In the professional sphere, he held various executive positions in companies, including Berries de La Unión and Olifrut. He also served as vice president of Banco O'Higgins.

==Political career==
He began his political career as a leader of the agricultural guild in La Unión, Los Lagos Region.

In 1968 and 1989, he served as president of the Asociación de Productores Agrícola. In 1987, he was founder and director of Procarne. At the same time, between 1982 and 1989, he served as president of the Federación Nacional de Cooperativas Lechera. He was also director and president of the Cooperativa Agrícola y Lechera de La Unión (Colún), positions from which he resigned in 1989.

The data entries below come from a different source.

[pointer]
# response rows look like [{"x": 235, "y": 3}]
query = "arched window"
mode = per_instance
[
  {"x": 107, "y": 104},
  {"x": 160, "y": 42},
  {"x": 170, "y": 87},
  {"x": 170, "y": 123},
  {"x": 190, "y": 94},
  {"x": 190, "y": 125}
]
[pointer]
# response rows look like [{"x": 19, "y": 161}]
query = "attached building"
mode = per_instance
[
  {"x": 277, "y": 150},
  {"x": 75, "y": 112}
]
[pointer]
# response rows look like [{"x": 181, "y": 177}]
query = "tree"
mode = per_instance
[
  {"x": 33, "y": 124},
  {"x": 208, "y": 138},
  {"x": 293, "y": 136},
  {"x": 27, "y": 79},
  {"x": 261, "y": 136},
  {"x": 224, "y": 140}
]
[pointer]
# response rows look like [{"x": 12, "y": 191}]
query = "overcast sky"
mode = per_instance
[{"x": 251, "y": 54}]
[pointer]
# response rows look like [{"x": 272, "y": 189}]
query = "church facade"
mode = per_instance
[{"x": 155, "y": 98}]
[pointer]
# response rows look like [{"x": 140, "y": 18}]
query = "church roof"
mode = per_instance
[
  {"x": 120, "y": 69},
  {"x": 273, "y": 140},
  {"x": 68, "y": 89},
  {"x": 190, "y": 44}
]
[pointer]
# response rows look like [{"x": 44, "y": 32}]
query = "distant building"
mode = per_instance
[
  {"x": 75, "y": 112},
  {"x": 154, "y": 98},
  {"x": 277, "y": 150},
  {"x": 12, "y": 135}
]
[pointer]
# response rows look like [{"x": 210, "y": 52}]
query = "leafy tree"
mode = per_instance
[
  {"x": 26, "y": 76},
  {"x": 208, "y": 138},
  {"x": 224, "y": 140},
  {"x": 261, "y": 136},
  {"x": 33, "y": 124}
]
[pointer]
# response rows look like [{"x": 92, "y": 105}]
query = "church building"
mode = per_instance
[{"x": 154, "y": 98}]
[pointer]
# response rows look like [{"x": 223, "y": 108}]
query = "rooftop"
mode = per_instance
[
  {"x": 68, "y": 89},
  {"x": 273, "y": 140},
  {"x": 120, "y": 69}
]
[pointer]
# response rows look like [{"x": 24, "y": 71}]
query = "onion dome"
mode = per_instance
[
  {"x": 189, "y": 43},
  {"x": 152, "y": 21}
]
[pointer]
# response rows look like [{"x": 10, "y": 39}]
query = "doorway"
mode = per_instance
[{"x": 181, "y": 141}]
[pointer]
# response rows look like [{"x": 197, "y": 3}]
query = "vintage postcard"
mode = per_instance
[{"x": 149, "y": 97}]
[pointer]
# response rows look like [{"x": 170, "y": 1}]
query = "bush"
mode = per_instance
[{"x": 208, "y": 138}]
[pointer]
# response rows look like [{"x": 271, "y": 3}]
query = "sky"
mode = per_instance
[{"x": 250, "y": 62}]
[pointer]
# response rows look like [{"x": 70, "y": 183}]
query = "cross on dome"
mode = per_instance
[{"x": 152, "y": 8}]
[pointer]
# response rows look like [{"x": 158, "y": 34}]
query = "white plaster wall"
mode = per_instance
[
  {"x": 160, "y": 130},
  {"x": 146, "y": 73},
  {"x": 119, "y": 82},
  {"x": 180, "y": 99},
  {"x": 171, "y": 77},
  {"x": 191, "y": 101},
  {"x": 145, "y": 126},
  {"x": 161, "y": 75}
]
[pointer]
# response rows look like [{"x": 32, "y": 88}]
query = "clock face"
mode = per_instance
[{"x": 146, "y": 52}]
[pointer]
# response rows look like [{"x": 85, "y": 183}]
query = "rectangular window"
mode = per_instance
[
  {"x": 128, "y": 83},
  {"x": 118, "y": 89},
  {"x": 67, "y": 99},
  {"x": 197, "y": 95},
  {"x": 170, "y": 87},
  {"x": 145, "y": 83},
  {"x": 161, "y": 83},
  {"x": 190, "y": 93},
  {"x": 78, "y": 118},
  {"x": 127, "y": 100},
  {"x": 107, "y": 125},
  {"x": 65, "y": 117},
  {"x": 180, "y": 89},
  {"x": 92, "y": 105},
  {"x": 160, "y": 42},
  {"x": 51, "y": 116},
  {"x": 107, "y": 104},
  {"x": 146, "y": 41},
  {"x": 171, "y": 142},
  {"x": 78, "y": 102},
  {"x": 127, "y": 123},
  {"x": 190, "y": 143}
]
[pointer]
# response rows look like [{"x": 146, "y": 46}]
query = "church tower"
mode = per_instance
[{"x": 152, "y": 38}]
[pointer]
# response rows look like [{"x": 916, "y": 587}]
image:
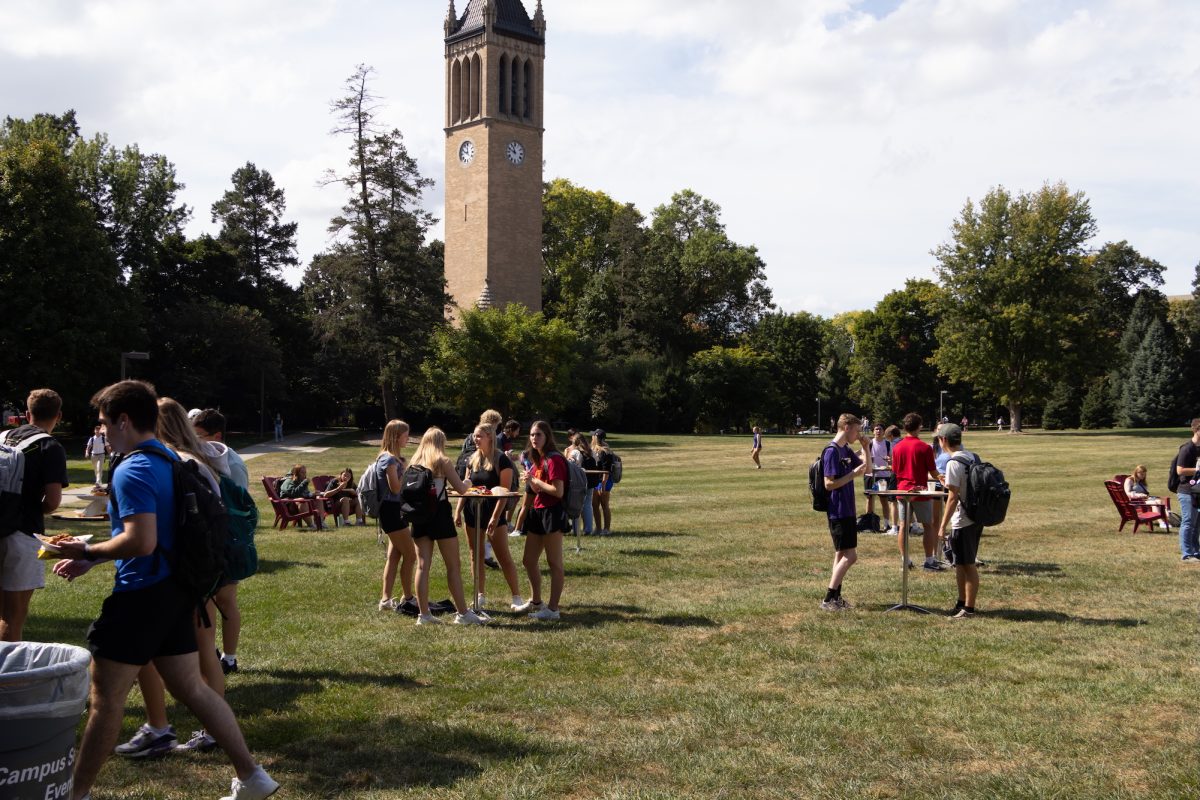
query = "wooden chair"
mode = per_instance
[
  {"x": 291, "y": 511},
  {"x": 1135, "y": 511}
]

In the political arena, he was one of the promoters of the Movimiento Unión Nacional in the Los Lagos Region. He later joined National Renewal and decided to run for the Chamber of Deputies of Chile.

In the 1989 parliamentary elections, he was elected for District No. 54 (communes of Panguipulli, Los Lagos, Futrono, Lago Ranco, Río Bueno, La Unión, and Paillaco), Tenth Region. He obtained the highest vote in the district, receiving 23,894 votes, corresponding to 29.82% of the valid votes cast.

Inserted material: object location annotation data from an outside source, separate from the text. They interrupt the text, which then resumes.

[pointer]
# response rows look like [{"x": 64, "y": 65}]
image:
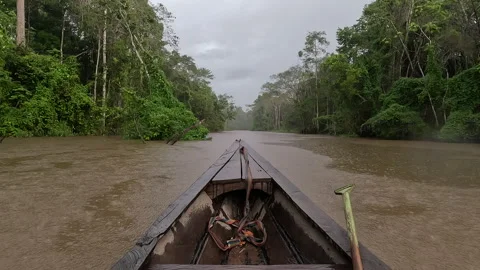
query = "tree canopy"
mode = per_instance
[
  {"x": 101, "y": 67},
  {"x": 406, "y": 69}
]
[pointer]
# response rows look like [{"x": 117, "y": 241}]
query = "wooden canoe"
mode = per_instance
[{"x": 300, "y": 235}]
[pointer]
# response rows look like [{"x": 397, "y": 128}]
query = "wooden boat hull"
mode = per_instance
[{"x": 298, "y": 232}]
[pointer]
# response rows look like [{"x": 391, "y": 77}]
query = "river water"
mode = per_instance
[{"x": 81, "y": 202}]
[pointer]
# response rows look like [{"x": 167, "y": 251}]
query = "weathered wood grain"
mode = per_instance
[
  {"x": 136, "y": 256},
  {"x": 232, "y": 171},
  {"x": 247, "y": 267},
  {"x": 323, "y": 221}
]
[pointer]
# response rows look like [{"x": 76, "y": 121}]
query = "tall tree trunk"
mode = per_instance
[
  {"x": 99, "y": 49},
  {"x": 63, "y": 36},
  {"x": 104, "y": 58},
  {"x": 20, "y": 22}
]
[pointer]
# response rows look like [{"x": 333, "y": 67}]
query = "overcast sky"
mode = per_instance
[{"x": 243, "y": 42}]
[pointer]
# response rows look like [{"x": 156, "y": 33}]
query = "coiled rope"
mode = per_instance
[{"x": 244, "y": 228}]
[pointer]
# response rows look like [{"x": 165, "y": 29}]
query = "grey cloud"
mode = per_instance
[
  {"x": 243, "y": 42},
  {"x": 238, "y": 73}
]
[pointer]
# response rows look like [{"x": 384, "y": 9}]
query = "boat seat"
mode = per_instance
[{"x": 235, "y": 170}]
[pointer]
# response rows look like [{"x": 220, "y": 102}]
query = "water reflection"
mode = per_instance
[{"x": 425, "y": 162}]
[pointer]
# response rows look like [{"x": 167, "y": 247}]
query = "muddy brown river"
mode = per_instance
[{"x": 81, "y": 202}]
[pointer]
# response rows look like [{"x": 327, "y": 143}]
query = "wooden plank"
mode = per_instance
[
  {"x": 257, "y": 172},
  {"x": 246, "y": 267},
  {"x": 331, "y": 229},
  {"x": 137, "y": 255},
  {"x": 232, "y": 171}
]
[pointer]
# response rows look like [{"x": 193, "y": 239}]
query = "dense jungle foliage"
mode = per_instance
[
  {"x": 100, "y": 67},
  {"x": 408, "y": 69}
]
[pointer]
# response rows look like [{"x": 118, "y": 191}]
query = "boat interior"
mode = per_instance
[{"x": 291, "y": 236}]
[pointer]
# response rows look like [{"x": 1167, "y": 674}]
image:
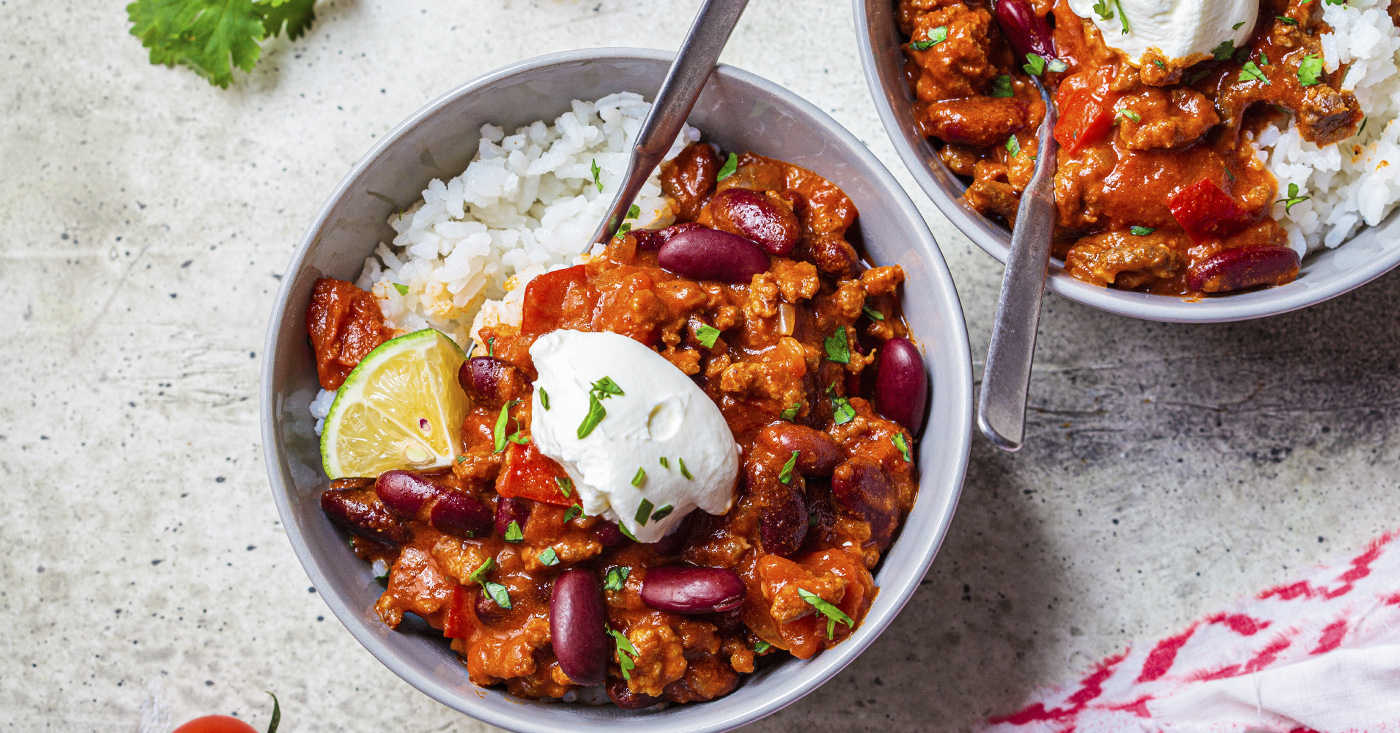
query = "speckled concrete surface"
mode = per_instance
[{"x": 144, "y": 218}]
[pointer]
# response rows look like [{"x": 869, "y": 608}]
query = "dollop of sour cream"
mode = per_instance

In 1993, he was re-elected in the same district after obtaining 24,249 votes, equivalent to 29.80% of the valid votes. In the 1997 elections, he was elected deputy for a third term, again with the highest vote, obtaining 21,170 votes, corresponding to 29.27% of the total validly cast ballots. However, in the 2001 elections he was not re-elected.

After concluding his final term in the Chamber of Deputies, he devoted himself to business activities. He died in Santiago on 25 July 2024.